V. Typical challenges/bottlenecks and mitigation
- V.1 Losses while cementing: mitigate with lower-density/extended slurries, staged placement, LCM pills, ECD reduction via lower rates or nitrified fluids; use packers to confine placement.
- V.2 Poor bonding/contamination: aggressive pre-flush/spacers, mechanical scraping/jetting, controlled pull-out rates, and WOC compliance; verify compressive strength before tagging.
- V.3 Achieving behind-casing isolation: perforate–wash–cement with adequate perforation density; wash until low solids and stable returns; consider straddle packers for zonal control.
- V.4 Stuck CT/differential sticking: maintain circulation, avoid extended static periods, manage annular velocity, use lubricious pills, monitor downhole pressure via memory gauges.
- V.5 CT reach/drag limits: pre-job force modeling; select CT OD/wall for stiffness; optimize fluids for drag reduction; use vibration tools or tractors only if compatible with P&A scope.
- V.6 Gas influx while underbalanced: keep overbalance where possible; if lifting, maintain dynamic kill margins, use reliable check valves, and monitor returns with choke control.
- V.7 Verification uncertainty: combine tag, pressure tests, and temperature/pressure memory; if ambiguous, perform top-up cement via CT.
VI. Why CT in P&A matters economically and operationally
- VI.1 Cost and schedule: CT enables rigless or hybrid operations, cutting rig days and mobilizations; targeted placement reduces rework and NPT.
- VI.2 Barrier quality and compliance: controlled annular cleaning and confined cementing raise the probability of achieving regulatory barrier criteria on first attempt.
- VI.3 Safety and environmental assurance: fewer heavy lifts and smaller crews than rig campaigns; better well control during live interventions; improves long-term leak-tightness.
Key calculations and formulas used in CT P&A
- VII.1 Hydrostatic pressure
\( P_h = \rho\, g\, h \)
Use to confirm overbalance during placement; in field units: \( P_h\,[\text{psi}] \approx 0.052\, \text{MW}\,[\text{ppg}] \times \text{TVD}\,[\text{ft}] \).
- VII.2 Equivalent circulating density (ECD)
\( \text{ECD}\,[\text{ppg}] = \text{MW}\,[\text{ppg}] + \dfrac{\Delta P_{\text{ann}}\,[\text{psi}]}{0.052 \times \text{TVD}\,[\text{ft}]} \)
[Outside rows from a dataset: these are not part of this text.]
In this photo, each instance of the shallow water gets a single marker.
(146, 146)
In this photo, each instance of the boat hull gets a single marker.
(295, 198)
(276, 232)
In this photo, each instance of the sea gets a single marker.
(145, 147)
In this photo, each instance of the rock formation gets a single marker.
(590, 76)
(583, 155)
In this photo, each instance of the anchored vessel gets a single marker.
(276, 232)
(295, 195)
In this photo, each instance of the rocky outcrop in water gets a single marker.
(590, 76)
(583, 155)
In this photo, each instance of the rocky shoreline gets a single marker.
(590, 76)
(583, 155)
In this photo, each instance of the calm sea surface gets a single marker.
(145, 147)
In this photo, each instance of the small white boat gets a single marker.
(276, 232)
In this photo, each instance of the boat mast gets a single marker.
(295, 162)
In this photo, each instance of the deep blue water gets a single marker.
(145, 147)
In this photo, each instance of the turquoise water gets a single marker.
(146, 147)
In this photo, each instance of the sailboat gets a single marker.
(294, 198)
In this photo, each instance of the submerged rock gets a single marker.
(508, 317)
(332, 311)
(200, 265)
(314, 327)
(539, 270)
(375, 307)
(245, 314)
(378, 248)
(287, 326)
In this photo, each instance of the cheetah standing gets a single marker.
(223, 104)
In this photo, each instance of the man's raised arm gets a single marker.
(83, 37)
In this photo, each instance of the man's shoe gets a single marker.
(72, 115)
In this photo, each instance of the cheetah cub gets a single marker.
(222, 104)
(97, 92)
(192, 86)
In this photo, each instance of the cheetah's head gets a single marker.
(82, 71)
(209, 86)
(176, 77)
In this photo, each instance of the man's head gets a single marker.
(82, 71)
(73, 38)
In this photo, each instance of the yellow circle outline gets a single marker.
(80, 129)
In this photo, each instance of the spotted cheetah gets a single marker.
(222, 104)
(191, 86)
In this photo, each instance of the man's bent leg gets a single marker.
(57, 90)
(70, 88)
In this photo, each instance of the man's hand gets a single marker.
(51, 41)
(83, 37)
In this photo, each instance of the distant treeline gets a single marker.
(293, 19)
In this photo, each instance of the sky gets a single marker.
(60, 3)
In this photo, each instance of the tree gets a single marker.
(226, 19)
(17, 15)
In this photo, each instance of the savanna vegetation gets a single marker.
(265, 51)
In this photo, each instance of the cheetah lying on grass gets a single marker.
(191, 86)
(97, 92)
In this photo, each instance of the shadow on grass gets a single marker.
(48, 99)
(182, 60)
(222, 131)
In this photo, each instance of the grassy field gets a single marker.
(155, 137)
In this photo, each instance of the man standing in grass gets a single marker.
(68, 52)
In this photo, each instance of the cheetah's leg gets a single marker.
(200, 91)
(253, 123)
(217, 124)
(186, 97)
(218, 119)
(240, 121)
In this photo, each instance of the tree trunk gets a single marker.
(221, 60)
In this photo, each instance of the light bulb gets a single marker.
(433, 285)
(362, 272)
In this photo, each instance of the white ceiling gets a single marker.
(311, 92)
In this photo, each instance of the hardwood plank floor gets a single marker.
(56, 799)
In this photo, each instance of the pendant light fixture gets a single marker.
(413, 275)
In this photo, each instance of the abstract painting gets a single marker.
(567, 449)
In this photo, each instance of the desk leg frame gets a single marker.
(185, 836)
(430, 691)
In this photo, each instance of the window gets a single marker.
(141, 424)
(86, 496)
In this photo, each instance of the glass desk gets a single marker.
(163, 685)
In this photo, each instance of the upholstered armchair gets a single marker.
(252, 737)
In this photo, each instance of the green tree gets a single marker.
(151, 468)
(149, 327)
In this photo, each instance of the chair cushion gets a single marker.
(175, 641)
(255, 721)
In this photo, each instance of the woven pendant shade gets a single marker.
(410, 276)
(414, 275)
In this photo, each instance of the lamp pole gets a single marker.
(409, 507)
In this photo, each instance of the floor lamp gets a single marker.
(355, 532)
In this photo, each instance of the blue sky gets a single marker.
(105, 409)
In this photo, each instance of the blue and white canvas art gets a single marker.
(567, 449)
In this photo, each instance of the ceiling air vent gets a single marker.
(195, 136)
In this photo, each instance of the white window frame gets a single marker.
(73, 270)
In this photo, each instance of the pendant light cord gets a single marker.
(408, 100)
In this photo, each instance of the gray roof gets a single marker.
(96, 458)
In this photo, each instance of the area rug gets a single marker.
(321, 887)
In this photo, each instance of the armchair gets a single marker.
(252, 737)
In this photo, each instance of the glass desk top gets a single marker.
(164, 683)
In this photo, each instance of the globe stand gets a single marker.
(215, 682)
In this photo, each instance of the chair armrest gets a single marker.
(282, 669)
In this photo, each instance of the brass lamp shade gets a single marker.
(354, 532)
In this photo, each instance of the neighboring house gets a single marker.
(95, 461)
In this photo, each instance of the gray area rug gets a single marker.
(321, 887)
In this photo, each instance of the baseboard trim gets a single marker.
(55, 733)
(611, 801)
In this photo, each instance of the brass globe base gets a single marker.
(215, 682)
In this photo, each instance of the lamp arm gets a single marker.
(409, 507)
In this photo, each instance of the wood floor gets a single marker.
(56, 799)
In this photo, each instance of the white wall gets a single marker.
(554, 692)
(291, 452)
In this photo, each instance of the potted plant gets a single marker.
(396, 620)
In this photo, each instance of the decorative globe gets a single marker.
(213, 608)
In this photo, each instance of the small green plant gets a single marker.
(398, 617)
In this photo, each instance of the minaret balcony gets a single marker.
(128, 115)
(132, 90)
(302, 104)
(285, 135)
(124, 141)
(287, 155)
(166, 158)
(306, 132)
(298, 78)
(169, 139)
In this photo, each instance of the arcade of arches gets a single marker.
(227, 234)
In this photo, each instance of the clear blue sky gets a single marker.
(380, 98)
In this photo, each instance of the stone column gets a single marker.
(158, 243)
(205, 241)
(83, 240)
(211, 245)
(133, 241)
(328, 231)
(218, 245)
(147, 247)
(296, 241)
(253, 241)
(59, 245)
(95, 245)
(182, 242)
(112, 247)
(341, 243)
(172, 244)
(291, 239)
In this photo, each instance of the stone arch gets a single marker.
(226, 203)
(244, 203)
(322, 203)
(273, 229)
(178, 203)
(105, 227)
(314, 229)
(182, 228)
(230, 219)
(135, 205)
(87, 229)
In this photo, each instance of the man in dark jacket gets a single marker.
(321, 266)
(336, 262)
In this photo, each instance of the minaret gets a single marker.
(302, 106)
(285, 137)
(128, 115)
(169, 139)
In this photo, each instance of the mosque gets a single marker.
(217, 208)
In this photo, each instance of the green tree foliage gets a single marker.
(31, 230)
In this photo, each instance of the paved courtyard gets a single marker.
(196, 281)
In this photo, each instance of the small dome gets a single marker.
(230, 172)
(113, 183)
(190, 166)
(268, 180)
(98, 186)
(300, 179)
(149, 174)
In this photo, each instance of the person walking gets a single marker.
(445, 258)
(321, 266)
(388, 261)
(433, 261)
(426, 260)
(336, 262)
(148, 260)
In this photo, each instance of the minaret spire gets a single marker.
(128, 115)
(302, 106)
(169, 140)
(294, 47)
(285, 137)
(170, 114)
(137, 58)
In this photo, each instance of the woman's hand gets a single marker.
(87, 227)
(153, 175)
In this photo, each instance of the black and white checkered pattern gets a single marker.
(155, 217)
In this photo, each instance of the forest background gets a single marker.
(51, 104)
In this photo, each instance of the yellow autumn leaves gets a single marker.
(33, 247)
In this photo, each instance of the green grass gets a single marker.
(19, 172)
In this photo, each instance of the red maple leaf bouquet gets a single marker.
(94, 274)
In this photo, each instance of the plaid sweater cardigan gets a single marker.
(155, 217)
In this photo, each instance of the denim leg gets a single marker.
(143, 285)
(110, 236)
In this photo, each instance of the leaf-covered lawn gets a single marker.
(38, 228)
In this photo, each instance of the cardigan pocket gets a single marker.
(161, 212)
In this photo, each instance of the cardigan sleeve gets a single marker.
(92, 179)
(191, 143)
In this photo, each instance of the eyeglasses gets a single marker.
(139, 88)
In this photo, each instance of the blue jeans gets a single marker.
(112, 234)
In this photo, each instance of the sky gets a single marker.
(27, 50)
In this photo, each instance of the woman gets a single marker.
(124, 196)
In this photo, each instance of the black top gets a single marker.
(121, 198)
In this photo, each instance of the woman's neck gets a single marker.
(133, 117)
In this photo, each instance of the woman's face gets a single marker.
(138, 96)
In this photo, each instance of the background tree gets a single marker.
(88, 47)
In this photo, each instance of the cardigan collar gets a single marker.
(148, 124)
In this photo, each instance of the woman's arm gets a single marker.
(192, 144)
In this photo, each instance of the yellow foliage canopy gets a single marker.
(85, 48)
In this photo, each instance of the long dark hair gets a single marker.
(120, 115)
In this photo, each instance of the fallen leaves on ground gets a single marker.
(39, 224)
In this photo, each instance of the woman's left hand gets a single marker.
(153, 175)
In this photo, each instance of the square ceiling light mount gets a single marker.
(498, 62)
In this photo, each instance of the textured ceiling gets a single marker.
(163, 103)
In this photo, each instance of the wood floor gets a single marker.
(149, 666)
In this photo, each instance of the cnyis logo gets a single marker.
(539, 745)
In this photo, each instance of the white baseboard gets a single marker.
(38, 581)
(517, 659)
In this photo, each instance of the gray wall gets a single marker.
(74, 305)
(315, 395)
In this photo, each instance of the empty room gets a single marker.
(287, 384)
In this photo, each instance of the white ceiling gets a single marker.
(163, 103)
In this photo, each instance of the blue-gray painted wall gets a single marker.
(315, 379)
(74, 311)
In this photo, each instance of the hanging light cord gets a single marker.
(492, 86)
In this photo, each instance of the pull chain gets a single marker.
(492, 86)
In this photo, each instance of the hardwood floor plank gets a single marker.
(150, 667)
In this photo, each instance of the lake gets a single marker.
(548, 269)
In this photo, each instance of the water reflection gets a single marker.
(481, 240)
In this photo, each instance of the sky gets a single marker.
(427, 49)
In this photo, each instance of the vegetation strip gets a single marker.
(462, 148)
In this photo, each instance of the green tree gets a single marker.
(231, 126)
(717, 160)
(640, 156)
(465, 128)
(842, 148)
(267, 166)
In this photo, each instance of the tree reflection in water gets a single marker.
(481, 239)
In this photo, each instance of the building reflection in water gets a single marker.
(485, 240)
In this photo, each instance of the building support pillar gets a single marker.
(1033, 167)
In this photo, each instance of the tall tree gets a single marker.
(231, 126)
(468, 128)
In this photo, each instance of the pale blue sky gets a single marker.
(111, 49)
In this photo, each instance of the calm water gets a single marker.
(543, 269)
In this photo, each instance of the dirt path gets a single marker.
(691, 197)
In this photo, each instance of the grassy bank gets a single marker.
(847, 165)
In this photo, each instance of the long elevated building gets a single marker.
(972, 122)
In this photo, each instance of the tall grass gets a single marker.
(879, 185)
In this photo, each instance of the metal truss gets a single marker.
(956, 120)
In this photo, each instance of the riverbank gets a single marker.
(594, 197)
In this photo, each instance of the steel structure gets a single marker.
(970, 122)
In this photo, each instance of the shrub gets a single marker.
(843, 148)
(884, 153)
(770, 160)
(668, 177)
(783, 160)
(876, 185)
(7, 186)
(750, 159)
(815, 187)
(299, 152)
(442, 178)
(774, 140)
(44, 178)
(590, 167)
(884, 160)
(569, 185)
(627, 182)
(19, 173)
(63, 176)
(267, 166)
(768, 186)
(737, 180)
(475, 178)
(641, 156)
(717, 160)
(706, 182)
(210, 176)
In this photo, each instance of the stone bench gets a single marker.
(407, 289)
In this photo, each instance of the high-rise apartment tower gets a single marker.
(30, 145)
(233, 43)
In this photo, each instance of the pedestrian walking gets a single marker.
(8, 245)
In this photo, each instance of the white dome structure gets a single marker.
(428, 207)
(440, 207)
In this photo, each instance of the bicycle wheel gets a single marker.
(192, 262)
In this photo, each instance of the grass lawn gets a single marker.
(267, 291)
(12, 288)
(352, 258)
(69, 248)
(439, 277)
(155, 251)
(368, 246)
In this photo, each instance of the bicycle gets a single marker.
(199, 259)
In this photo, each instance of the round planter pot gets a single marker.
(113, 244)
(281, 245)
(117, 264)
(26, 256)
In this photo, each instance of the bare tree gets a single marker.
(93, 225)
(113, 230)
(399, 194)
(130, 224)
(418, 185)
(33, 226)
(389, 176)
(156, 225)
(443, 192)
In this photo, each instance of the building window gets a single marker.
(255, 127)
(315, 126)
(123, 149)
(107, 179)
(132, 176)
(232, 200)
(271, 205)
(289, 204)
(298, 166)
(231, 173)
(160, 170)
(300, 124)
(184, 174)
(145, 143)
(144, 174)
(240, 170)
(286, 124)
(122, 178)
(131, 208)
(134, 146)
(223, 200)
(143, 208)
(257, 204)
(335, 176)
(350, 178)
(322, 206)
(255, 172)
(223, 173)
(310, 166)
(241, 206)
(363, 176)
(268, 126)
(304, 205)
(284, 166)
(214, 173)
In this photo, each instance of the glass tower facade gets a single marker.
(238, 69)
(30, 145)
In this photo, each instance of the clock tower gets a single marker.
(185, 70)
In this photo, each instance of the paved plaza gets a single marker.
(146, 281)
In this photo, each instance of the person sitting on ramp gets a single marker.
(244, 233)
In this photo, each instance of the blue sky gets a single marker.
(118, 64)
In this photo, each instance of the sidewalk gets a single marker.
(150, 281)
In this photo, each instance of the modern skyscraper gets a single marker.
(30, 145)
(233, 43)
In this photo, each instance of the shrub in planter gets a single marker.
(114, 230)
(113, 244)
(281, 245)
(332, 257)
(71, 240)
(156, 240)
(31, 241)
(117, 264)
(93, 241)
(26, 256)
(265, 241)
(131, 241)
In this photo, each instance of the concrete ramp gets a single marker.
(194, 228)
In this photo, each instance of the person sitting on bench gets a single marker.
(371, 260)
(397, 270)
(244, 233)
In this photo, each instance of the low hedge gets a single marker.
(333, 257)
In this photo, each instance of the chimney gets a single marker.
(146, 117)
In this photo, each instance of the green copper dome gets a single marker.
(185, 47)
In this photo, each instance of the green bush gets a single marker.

Keep ECD below fracture gradient to minimize losses, especially during annular wash/cement.
- VII.3 Annular velocity and pump rate
\( \text{AV} = \dfrac{Q}{A_{\text{ann}}} \), where \( A_{\text{ann}} = \dfrac{\pi}{4} \left(D^2 - d^2\right) \)
Select \(Q\) to achieve solids transport (typical target 0.5–1.0 m/s, estimated) without excessive ECD.
- VII.4 Cement volume (inside casing)
\( V_c = A_{\text{hole}} \times L_{\text{plug}} \times (1 + E) \)
Where \(E\) is excess (typically 10–30% estimated), and \(A_{\text{hole}}\) is the net annular area the cement occupies.
- VII.5 Balanced plug displacement
Displace so hydrostatic above and below plug are equal at setting depth. Pump time: \( t = \dfrac{V_{\text{pump}}}{Q} \).
Spacer train: preflush ? lead ? tail; density hierarchy to prevent fallback and contamination.
- VII.6 Pressure test acceptance (example)
Hold a specified pressure (e.g., 500–1,500 psi, duration 10–15 min, estimated) with acceptable leak-off. Actual criteria per operator/regulator.